Avoid Sequels
An astonishing number of novice screenwriters seem to be creating screenplays that set up sequels for their own story. They look at the success of recent movies like “The Hunger Games” and “The Maze Runner” to claim that studios want stories that can spawn multiple sequels. Here’s the major flaw with that type of thinking.
Every movie that spawns a sequel was either a great story without thinking of a sequel or the movie was based on a book with an existing audience.
“Back to the Future” was simply a good story that proved popular enough to create a sequel along with “Ghostbusters,” “Rocky,” and “Die Hard.” If the original movie wasn’t any good, there would never be a demand for a sequel. Anyone clamoring for a sequel to movies like “Sex Tape” or “The Other Woman”?
The lesson is clear. Don’t write a screenplay that’s incomplete and meant to be finished by a sequel because if your first story isn’t any good, there will never be a sequel. If your first story isn’t based on a best-selling series of books, there will never be sequels.
So if you really want to create a series of movies that spawn sequels, you have two choices:
- Write a great screenplay that gets turned into a great movie
- Write a best-selling series of books
If you think of sequels before you even get your first screenplay produced, you’re setting yourself up for failure. No studio will purchase a screenplay plus its sequel unless the screenplay is based on a best-selling book, comic book, or toy series first. No studio will even consider a sequel unless the original story becomes a blockbuster hit first. Thinking about sequels first is simply wishful thinking.

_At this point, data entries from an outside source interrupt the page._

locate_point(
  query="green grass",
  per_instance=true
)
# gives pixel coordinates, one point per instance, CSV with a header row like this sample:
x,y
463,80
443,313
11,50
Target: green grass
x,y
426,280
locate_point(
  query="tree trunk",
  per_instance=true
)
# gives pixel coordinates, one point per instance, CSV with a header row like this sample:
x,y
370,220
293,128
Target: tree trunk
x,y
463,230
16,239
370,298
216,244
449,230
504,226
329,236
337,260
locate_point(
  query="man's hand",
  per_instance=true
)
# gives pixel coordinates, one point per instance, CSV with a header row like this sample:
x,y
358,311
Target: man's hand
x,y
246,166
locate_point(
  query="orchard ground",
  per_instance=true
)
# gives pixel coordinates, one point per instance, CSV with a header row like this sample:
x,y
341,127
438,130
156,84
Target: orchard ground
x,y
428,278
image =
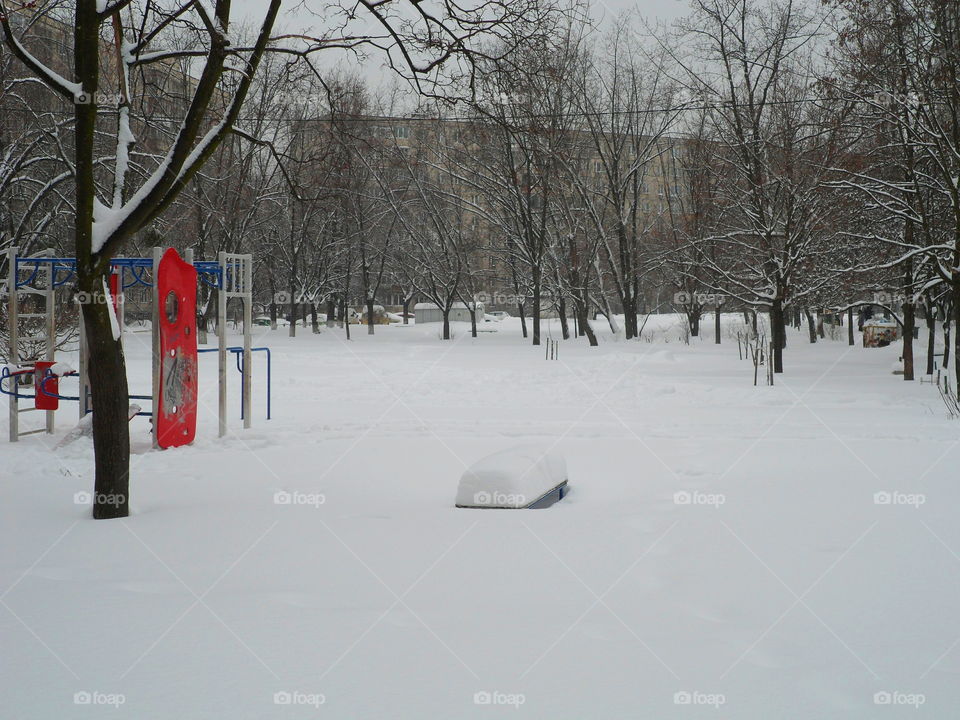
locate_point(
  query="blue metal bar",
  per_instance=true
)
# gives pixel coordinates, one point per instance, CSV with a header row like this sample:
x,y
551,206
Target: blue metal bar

At all times, you need to worry about completing a great screenplay. Even “Star Wars” was written as a complete story. No “Star Wars” sequels would have appeared if “Star Wars” flopped, and “Star Wars” would never have been made if its ending was incomplete so a sequel could complete it.
You should never thinking of selling sequels to your screenplay if your original screenplay isn’t any good in the first place. Don’t waste your time fantasizing about possible sequels to your screenplay until you first write a great screenplay that gets turned into a great movie. You have complete control over writing a great screenplay, but you have no control over whether a studio might butcher a great screenplay and turn it into a lousy movie.
Because of that, don’t even think about sequels until the studios start asking you for them. Until then, focus on writing great screenplays and that’s your best bet for eventually writing a sequel to one of your screenplays.